In March 2026, ASIC Chair Joe Longo told the AICD’s Australian Governance Summit that agentic AI is “an inflection point in how organisations manage risk.” Quoting Anthropic’s Dario Amodei, he warned that humanity is being handed almost unimaginable power, and it is deeply unclear whether our systems possess the maturity to wield it.
If you chair an Australian board, that sentence should worry you more than it has.

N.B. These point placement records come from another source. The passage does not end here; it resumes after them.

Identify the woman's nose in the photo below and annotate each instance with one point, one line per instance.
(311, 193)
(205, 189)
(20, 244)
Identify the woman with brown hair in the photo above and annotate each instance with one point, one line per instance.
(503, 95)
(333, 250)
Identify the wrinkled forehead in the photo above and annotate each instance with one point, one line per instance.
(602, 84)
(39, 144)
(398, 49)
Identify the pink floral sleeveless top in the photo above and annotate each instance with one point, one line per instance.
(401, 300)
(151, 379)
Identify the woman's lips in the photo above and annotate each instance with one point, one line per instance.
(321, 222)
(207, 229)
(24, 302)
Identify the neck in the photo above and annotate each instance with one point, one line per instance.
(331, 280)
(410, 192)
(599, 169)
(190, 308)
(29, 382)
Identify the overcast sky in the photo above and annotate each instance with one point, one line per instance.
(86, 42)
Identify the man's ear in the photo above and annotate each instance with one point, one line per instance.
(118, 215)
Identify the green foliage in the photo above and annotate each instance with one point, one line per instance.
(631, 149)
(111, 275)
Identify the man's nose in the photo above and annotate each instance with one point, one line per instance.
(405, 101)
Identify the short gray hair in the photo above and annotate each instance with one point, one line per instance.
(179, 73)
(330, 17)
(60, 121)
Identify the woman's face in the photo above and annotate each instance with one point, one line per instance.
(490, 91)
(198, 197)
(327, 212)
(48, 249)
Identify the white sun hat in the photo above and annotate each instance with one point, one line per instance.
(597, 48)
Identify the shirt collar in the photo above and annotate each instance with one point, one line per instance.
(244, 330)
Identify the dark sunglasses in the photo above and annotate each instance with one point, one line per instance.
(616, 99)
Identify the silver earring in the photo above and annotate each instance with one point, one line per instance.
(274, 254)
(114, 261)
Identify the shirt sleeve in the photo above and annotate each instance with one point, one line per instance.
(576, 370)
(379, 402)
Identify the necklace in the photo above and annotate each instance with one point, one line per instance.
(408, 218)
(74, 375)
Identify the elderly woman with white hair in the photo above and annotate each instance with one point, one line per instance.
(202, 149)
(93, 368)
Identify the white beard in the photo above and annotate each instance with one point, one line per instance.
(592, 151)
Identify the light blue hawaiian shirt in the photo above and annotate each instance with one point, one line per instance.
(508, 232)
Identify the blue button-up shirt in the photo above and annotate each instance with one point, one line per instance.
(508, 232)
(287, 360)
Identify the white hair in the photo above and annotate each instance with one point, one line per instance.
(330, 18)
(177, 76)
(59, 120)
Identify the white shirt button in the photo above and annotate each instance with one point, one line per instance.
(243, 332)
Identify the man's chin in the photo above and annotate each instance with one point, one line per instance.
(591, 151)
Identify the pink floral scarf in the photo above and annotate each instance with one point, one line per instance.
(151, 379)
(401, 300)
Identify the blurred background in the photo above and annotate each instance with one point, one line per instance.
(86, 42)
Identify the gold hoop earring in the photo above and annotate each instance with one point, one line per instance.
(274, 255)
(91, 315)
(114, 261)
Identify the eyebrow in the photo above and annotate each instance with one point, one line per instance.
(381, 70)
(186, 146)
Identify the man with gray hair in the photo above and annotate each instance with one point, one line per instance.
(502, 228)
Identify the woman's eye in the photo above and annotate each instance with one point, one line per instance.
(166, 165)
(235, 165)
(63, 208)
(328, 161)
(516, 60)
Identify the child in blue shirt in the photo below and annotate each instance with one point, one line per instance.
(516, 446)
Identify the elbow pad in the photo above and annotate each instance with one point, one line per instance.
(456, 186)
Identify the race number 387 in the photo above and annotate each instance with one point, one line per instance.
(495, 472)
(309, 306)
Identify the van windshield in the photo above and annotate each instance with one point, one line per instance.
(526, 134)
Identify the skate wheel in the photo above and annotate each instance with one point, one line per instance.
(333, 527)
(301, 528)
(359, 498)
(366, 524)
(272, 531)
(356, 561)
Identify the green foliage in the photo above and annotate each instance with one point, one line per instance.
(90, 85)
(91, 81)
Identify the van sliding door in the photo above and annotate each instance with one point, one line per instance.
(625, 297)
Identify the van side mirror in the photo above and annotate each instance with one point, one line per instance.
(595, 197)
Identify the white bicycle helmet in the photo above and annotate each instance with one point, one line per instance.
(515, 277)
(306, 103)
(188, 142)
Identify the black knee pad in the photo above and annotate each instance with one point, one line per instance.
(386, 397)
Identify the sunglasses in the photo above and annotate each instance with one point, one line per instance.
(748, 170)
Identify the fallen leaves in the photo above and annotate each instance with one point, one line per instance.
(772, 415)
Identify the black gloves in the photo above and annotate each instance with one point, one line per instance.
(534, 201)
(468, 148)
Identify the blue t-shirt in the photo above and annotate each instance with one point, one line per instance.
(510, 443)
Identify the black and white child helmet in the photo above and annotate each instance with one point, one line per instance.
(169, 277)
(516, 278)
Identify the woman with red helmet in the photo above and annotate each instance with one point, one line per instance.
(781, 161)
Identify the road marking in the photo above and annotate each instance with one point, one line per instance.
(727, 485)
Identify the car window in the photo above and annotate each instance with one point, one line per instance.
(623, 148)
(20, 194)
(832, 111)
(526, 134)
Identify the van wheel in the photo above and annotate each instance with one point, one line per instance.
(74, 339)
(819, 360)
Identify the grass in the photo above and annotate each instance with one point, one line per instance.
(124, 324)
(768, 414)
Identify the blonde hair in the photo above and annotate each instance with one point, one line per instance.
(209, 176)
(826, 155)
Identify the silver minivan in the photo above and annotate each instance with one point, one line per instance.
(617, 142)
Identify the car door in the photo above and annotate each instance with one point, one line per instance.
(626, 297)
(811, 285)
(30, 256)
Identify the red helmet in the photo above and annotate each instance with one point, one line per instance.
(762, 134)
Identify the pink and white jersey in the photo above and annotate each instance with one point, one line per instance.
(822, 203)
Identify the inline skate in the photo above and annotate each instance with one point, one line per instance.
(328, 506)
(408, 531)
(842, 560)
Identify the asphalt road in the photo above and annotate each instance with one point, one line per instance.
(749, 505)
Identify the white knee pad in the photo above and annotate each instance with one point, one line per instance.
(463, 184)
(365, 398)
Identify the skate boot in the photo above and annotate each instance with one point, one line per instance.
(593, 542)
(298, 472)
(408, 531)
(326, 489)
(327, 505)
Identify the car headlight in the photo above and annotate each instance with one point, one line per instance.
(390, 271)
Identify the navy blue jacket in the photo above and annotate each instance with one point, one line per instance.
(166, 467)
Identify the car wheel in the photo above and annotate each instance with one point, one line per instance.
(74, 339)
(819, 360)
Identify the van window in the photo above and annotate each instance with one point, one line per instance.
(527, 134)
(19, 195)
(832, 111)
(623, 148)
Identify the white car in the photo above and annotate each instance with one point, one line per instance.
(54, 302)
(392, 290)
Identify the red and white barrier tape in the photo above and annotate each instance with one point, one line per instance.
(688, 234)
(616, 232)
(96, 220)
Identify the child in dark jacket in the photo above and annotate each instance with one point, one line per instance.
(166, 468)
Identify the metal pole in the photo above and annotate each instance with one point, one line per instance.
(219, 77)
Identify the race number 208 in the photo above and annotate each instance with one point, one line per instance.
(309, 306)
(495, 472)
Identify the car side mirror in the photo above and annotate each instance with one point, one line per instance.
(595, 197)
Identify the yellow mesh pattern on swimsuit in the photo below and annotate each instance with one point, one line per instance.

Why your best directors are your biggest problem
Boards are very good at the things boards have always been asked to do. They read carefully. They probe management. They watch the risk register. Five traits show up almost everywhere: a love of governance for its own sake, a strong risk aversion hard-wired by directors’ duties, a heavy reliance on data in the form of board packs running to several hundred pages, a conservatism in temperament reinforced by who ends up around the table, and a habit of looking backwards because most board reporting is a mirror of last quarter rather than a window onto next year.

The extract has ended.